On 2 December 2015 has been published in the Official Gazette of Italian Republic the order of T.A.R. Lazio that – in the month of July 2015 – had suspended all the litigations pending and had referred to the Italian Constitutional Court the issue of constitutional legitimacy of art. 26, paragraph 3, D.L. No. 91/2014, better known as “Spalma Incentivi”, which unilaterally reduced the feed-in-tariff granted to the operators of the photovoltaics[1].

The T.A.R. Lazio, after numerous litigations promoted in this context, has referred to the Italian Constitutional Court the decision on the constitutional legitimacy of such rule. In fact many producers of electrical energy from solar photovoltaic source, which had relied upon incentives granted by the national legislator, have afterward suffered a unilateral decrease of such incentives by reason of the application of the art. 26, paragraph 3, D.L. No. 91/2014.

Specifically, such incentives (in the form of a feed-in-tariff), provided by five different ministerial decrees containing the so-called “Conto Energia”, consist in a private law agreement (Convenzione) executed with a public institution as the GSE. The Convenzione recognizes to the producers a given and a predetermined amount of monetary incentive for each Kwh produced by the PV Plants.

In all cases provided by cited art. 26 paragraph 3, the incentive scheme granted to the producers is, on the opposite, worse than what the Convenzione with the GSE.

The provision – which shall be subject to Constitutional Judges’ ruling – provides that from 1 January 2015, all the incentives granted to photovoltaic plants with a nominal peak power exceeding 200 Kwp shall be reshaped on the basis of three options: (a) the elongation of the incentive period to 24 years (instead of 20 years), with simultaneous direct reduction of the incentives; (b) the reshaping of the feed-in-tariff with a reduced incentive during a first period and an incentive increased in the same size in the second period; (c) a single cutting of the rate up to 8 % depending on the peak power of the PV Plant.

To the belief of operators, the reduction of incentives is unlawful for several reasons: because it has been applied to investments already carried out (which have fixed and constant costs, such as the cost of authorizations, the construction costs and the costs of lands), because it infringes the freedom of enterprise protected by the art. 41 of the Italian Constitution, and because is discriminatory as compared to other operators of PV plants with power lower than 200 Kwp that – on equal terms – did not see a cut in their incentives.
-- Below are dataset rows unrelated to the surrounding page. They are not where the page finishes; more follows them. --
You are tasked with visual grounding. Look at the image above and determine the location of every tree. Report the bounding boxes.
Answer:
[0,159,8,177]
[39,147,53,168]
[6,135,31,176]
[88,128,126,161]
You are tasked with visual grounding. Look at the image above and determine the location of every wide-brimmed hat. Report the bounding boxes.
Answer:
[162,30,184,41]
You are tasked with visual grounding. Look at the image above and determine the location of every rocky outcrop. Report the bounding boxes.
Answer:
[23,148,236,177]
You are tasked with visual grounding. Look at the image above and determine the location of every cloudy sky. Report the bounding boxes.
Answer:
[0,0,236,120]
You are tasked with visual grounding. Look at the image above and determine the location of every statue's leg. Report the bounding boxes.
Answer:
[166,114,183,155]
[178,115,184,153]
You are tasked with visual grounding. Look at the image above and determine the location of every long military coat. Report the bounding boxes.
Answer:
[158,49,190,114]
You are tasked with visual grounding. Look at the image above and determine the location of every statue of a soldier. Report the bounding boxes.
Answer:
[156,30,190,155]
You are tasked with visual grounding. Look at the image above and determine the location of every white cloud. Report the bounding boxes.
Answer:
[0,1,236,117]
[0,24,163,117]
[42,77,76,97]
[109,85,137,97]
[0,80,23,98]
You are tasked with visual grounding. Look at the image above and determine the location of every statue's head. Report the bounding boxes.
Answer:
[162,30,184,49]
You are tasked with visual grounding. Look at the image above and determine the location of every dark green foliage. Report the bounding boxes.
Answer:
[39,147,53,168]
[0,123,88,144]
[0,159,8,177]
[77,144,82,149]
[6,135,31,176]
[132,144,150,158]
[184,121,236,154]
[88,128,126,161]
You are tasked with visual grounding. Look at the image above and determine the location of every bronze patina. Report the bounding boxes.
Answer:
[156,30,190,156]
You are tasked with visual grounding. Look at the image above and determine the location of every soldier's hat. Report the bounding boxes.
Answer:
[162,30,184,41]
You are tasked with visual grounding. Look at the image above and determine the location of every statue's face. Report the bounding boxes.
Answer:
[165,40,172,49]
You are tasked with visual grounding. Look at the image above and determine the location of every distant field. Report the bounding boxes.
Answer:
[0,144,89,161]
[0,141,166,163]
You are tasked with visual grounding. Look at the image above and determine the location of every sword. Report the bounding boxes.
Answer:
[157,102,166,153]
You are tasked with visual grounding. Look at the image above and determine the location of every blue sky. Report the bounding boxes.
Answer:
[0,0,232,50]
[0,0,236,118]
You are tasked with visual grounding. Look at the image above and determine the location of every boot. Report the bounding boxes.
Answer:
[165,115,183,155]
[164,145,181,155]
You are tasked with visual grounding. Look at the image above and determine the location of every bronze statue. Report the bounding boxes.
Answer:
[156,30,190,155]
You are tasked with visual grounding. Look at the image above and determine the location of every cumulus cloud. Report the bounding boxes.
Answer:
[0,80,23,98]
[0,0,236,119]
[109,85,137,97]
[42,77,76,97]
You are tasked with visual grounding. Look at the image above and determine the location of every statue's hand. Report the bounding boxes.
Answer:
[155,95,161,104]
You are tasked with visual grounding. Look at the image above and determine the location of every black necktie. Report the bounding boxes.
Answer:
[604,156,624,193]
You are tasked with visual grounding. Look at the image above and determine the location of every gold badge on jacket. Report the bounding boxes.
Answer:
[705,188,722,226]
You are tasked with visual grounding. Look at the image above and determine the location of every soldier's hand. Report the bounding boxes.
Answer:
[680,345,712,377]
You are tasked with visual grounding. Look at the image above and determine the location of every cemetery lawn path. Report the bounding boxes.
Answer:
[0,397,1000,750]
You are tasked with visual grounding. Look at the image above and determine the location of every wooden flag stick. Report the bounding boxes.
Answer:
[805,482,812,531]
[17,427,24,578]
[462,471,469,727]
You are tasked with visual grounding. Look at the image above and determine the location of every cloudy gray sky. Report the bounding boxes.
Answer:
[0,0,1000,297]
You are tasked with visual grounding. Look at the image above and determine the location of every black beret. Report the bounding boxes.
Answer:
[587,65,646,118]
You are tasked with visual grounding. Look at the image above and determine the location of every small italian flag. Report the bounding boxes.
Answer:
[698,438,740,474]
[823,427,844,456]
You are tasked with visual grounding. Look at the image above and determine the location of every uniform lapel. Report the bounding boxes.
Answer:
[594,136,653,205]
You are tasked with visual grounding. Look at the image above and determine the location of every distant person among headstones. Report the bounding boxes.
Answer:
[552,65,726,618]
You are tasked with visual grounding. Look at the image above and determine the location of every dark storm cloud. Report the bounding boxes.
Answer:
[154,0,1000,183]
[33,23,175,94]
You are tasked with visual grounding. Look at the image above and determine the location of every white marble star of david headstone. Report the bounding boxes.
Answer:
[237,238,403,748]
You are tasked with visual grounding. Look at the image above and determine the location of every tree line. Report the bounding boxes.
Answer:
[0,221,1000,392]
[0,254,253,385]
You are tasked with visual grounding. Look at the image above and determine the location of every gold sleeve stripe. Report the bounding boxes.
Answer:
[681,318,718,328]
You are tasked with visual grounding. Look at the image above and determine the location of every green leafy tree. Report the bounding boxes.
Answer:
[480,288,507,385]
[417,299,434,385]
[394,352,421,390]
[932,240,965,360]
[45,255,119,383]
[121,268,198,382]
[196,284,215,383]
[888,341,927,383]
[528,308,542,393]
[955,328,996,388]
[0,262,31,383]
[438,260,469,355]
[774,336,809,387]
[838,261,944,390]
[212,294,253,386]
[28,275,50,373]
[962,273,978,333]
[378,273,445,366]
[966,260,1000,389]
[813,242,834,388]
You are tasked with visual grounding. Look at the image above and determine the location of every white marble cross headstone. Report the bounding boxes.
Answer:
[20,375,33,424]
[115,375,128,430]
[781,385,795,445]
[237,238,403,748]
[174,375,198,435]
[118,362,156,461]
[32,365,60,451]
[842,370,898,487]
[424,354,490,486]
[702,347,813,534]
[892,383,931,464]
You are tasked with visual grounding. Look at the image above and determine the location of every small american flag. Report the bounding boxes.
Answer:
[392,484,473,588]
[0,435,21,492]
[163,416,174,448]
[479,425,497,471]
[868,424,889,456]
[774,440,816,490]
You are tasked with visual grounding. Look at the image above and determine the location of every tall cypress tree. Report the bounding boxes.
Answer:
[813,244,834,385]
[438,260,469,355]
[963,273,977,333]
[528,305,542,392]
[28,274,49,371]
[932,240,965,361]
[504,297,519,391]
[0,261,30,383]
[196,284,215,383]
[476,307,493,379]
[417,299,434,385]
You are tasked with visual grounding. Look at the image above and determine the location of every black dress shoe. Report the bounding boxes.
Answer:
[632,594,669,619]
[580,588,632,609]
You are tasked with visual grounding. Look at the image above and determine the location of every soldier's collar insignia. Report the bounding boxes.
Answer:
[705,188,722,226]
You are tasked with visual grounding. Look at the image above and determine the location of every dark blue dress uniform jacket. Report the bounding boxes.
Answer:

Waiting to know the date of the hearing in which the question of constitutional legitimacy will be decided, we outline that, should the Constitutional Court accept the arguments of the operators, “Spalma Incentivi” would be repealed with retroactive effect. This means that operators should be restored of all the incentives not paid. This will occur if the Court will decide to not apply a (new) legal principle already applied with the Court Judgment n. 10-2015, published in the “Official Gazette” on 12 February 2015, which enshrined the unconstitutionality of the so called “Robin Tax”. The ruling has, in fact, abolished the additional IRES and it has lowered the tax rate applicable to Energy operators to 27.5%, but with effects only starting from the day following that of its publication in the Official Gazette, without possibility of retroactivity of the rule. This peculiar decision of the Court has been adopted to guarantee compliance with the constitutional provision that imposes the balancing of the State accounts.